The Current State of Online Pharmacies

Online pharmacies represent the vanguard of healthcare price transparency. Close followers of healthcare price transparency are oblivious to this development. 11 The majority of sites surveyed allowed access without prior registration.  However, CVS, Long’s and Wal-Mart did not.  The accessible sites gave the consumer a good sense of fill economies by presenting a single page display of prices at various prescription counts (e.g. 30, 60, 90)  

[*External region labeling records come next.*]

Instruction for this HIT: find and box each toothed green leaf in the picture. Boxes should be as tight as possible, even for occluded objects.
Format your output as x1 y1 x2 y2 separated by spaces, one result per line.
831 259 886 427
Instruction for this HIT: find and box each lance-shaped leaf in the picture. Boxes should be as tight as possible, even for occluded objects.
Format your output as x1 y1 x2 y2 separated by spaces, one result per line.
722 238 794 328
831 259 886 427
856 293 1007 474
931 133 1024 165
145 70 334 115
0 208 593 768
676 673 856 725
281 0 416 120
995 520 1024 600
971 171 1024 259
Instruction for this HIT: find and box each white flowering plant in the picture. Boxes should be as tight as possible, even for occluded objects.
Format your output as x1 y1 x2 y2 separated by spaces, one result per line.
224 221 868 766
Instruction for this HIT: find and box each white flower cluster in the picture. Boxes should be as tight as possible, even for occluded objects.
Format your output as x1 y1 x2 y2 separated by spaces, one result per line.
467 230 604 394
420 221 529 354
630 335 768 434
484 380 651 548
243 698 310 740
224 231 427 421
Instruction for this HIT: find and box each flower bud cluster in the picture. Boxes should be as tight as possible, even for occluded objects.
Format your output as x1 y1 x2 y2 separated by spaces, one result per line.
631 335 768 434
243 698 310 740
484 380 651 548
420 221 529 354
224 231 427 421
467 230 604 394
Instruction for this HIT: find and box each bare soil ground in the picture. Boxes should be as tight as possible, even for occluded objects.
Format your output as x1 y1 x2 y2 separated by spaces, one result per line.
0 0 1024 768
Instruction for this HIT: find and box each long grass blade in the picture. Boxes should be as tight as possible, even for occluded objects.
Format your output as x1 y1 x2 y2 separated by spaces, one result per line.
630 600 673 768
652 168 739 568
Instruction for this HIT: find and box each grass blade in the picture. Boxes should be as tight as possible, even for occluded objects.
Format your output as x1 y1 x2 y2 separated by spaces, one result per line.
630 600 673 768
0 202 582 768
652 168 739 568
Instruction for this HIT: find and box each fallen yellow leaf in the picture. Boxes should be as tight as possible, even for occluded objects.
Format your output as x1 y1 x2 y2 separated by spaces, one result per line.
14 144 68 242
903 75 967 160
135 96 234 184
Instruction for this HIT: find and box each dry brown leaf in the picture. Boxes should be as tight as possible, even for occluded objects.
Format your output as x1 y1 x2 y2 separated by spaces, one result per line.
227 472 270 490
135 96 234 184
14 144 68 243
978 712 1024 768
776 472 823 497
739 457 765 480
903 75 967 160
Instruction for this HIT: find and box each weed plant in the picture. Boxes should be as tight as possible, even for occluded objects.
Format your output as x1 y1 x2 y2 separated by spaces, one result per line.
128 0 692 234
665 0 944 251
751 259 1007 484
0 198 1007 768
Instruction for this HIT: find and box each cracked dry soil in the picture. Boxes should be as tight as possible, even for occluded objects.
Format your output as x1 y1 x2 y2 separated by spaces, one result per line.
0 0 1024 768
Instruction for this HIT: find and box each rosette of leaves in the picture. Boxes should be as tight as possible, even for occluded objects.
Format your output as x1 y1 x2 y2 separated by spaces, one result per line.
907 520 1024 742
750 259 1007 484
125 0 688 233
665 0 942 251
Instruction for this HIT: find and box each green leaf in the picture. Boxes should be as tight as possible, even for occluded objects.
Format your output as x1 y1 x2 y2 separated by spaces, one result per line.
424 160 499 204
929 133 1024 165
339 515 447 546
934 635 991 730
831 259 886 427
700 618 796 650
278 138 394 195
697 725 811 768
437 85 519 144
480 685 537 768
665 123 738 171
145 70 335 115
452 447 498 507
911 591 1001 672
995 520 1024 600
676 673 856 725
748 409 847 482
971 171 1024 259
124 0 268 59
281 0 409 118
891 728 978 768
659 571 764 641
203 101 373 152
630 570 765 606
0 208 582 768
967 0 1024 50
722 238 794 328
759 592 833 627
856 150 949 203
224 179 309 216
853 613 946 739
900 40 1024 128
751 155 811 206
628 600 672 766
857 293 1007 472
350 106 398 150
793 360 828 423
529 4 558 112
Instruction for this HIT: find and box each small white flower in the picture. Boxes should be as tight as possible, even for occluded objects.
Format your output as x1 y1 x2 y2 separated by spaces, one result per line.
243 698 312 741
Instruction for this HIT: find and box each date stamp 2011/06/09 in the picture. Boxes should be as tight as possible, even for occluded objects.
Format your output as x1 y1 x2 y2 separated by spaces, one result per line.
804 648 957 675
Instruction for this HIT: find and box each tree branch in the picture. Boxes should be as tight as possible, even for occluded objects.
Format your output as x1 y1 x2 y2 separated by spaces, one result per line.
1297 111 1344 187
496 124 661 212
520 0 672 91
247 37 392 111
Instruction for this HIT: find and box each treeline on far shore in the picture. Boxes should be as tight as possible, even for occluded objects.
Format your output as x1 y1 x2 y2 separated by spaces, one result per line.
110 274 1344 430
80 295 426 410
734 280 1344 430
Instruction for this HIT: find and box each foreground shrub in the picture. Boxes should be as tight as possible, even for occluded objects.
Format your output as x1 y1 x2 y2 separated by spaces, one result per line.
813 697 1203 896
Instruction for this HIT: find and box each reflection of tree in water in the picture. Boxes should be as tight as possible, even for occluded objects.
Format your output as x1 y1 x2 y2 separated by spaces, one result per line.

 Most sites only quoted prices for delivery via their in-house mail order operation.  One online pharmacy – Wellpartner, an independent mail order pharmacy based in Portland – also provided consumers with a comparison of their own mail order prices with the typical retail prices paid by 100% cash paying customers. The prices presented below are actual prices taken from five online pharmacies on 3-30-07. It includes the following companies:

  •       Costco – a large mass merchant
  •       RxSolutions – the captive PBM of PacifiCare that is chartered to go after outside business.
  •       Wellpartner – an independent mail order pharmacy
  •       Drugstore.com – an independent mail order pharmacy
  •       Walgreen – a very large retail drugstore chain with mail order capability.

 

List of URLs of Online Pharmacy Survey:

  •         Costco:   http://www.costco.com/
  •         RxSolutions:  http://rxsolutions.com/a/discountrx/discountrx.asp
  •         Wellpartner:  http://www.wellpartner.com/
  •         Drugstore.com:    http://www.drugstore.com/default.asp?aid=9225

        Walgreens:    http://www.walgreens.com/library/finddrug/druginfosearch.jsp?cf=ln

None of the websites represented their prices as firm offer prices as you would find at a typical online store.  The price lookup screens were separate from the order entry systems.  Costco and Walgreens come closest to standing by their quotes. Wellpartner, drugstore.com and RxSolutions clearly stated that actual purchase prices may vary. What follows is a summary of the price disclaimers found in our survey of online pharmacies: 12

Costco: “The prices listed apply to those prescriptions purchased and mailed from Costco.com. Our pharmacies located in Costco Warehouses nationwide offer pricing consistent with those listed here. Occasionally prices may vary due to local differences in generic product selection or the bulk package size stocked.”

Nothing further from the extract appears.